CVE-less vulnerabilities

Posted Jun 27, 2019 19:12 UTC (Thu) by HenrikH (subscriber, #31152) [Link] (4 responses)

I have a hard time believing this, especially since no examples can be given. While such an incentive can exists in theory it's in stark contrast to the incentive to create software that are usable and good enough so that people choose to use it in the first place.

CVE-less vulnerabilities

Posted Jun 30, 2019 10:08 UTC (Sun) by nix (subscriber, #2304) [Link] (3 responses)

The automatic assumption here that most free software developers are mostly incentivized by money stands in stark contrast to almost every free software developer I have ever met. As a group we are to a large extent paid enough for free software hacking to be privileged sorts who usually don't need to worry about money, and freed from that tether most of us are interested in other things now (doing interesting things, writing code people will find useful, or just enjoying creating the software system itself).

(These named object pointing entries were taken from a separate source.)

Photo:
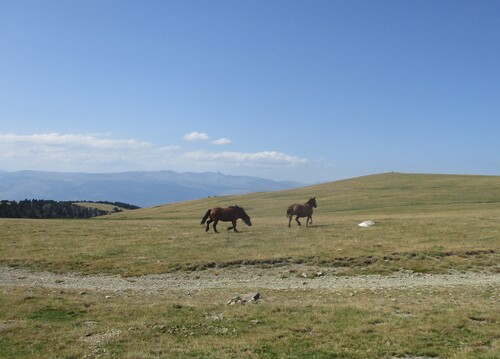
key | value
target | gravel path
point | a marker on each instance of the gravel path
(290, 277)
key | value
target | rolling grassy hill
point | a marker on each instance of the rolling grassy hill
(424, 223)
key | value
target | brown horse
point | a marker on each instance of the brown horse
(300, 210)
(230, 214)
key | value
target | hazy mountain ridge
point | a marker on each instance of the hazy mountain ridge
(139, 188)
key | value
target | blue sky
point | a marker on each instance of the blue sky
(290, 90)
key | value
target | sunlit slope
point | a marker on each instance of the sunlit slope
(369, 195)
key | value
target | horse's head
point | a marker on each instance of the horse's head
(244, 216)
(312, 202)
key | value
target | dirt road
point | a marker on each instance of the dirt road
(248, 278)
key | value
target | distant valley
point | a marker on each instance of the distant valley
(143, 189)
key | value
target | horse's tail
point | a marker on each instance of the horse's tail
(205, 217)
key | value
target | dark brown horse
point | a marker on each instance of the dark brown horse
(230, 214)
(301, 210)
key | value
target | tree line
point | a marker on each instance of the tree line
(40, 208)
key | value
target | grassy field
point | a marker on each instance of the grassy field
(424, 223)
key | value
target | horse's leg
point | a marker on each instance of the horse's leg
(208, 224)
(233, 227)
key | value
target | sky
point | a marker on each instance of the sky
(309, 91)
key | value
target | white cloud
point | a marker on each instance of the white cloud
(86, 153)
(222, 141)
(243, 158)
(196, 136)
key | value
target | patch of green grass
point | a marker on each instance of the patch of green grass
(450, 322)
(424, 223)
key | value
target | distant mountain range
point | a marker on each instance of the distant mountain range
(143, 189)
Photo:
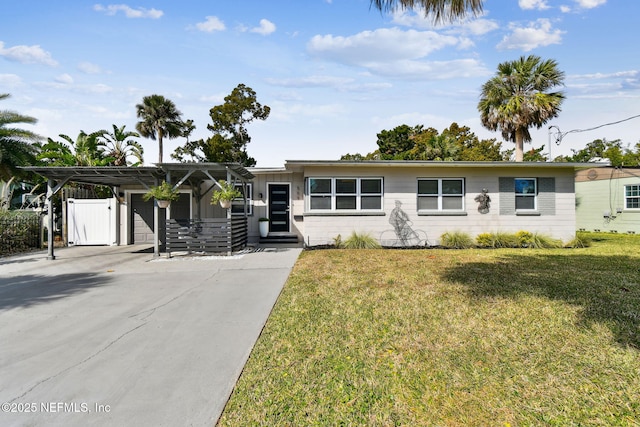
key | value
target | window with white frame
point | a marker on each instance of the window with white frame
(345, 194)
(632, 196)
(526, 191)
(237, 204)
(440, 194)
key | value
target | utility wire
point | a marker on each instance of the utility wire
(560, 135)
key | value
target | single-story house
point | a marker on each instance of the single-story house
(408, 203)
(608, 199)
(400, 203)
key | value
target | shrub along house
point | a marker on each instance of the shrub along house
(407, 203)
(608, 199)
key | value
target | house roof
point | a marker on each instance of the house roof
(145, 175)
(298, 165)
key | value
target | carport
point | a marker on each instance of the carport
(193, 174)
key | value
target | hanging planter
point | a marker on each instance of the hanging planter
(163, 193)
(225, 194)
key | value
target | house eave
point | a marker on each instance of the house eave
(301, 164)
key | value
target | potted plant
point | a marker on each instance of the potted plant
(163, 193)
(264, 227)
(225, 194)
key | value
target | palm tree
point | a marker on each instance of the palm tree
(442, 10)
(118, 146)
(84, 151)
(519, 97)
(16, 148)
(159, 118)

Certainly, in my case, even a really blatant financial incentive like telling me that you'd double my salary if I did $thing (where $thing is not something I'd have been happy to do already) would not have much effect, and the financial incentive there is pointless: you could probably get me to prioritize a $thing I'd be happy to do over other things I was planning just by asking me, acting as a prod that at least one person has an expressed preference so I might as well follow it.

I suspect that if you *are* mostly incentivized by money, you've long since switched to become a VC vampire rather than a free software developer: God knows you'd have had enough opportunity to do so.

CVE-less vulnerabilities

Posted Jul 4, 2019 17:23 UTC (Thu) by Wol (subscriber, #4433) [Link] (2 responses)

> The automatic assumption here that most free software developers are mostly incentivized by money stands in stark contrast to almost every free software developer I have ever met. As a group we are to a large extent paid enough for free software hacking to be privileged sorts who usually don't need to worry about money,

While I agree with the first half of that (free software developers are not incentivized by money), I'm not sure about the second. There are probably a fair few wannabe free software developers (myself included) who lack the time and opportunity precisely because we are NOT paid enough to indulge ourselves in what we want to do (write free software).

Some people get lucky breaks - I'm not complaining - but some people don't.

Cheers,
Wol

CVE-less vulnerabilities

Posted Jul 17, 2019 18:22 UTC (Wed) by nix (subscriber, #2304) [Link] (1 responses)

Oh, I completely agree (I was in the same boat for fourteen years). But that's being incentivized by *something else*, and money is just something to let you eat while you do the something else. If you had enough money to do the something else, would you want more money for the sake of it? If not, you're not incentivized by money, I'd say. (An amazing number of people *are* incentivized by it: I don't understand what they get out of it, maybe they use it to keep score or something primate-status like that?)

CVE-less vulnerabilities

Posted Jul 20, 2019 11:05 UTC (Sat) by jospoortvliet (guest, #33164) [Link]

On top of that I want to challenge the perverse incentive a bit. Yes, it is there, but Red Hat also wants it’s software to be popular and used a lot, otherwise it had no large user base to draw customers from. So it isn’t a 100% bad incentive - it is ‘complicated’ and I’d argue it kind of balances out.